Myanmar Govt Lost $50 million in Tax to Beer Smugglers in 2016

By Myo Pa Pa San 24 November 2017

Yangon—Illegal beer imports cost the Myanmar government around $50 million in tax revenue in 2016, according to a report by global research firm Euromonitor International.

Nearly 1 million hectoliters — up to 30 percent of all the beer sold in Myanmar — was illegally imported, according to the report released on Monday. Euromonitor estimated the loss in tax revenue at $48-52 million.

To support local producers, the government has prohibited imports of alcoholic beverages since 1995. Only certain hotels and duty-free shops are permitted to import foreign brands, a policy that has given rise to a thriving black market for beer.

An estimated 80 percent of smuggled beer enters via the Thai border, with the rest coming through the Chinese border. Most of it is sold in areas near the borders, according to the study.

“Not only beer, but also various brands of food and beverages are being smuggled into the country across the Thai and Chinese borders. They are sold cheaply, as no tax is paid. The government is losing tax revenues and local brewers are losing sales,” said an official of the Myanmar Brewers Association who requested anonymity.

Affordability is the key driver of smuggled-beer consumption, according to the report, with a 330 ml can of smuggled beer costing about 35 percent less than locally produced beers on average.

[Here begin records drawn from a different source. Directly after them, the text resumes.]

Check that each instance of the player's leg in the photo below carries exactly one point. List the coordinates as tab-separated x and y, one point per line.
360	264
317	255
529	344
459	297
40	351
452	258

“Local brewers have to pay tax to the government and bear other operating costs. So they cannot compete on price with smuggled beer. And consumers choose the cheaper ones,” the brewers association official said.

Nearly 30 illegally imported beer brands are available in Myanmar, 95 percent of them well-known Thai brands, the official said.

The local beer industry paid 150 billion kyats in tax to the government under the Special Goods Tax Law in 2016, according to the report.

According to Euromonitor International, one of the biggest independent providers of strategic market research in the world, the study was done between August and November 2017 in four townships: Mawlamyine in Mon State, Myawaddy in Karen State, and Tachilek and Taunggyi in Shan State.

The research included extensive desk research, store audits in the four townships and interviews with retailers, distributors and government officials, Euromonitor said.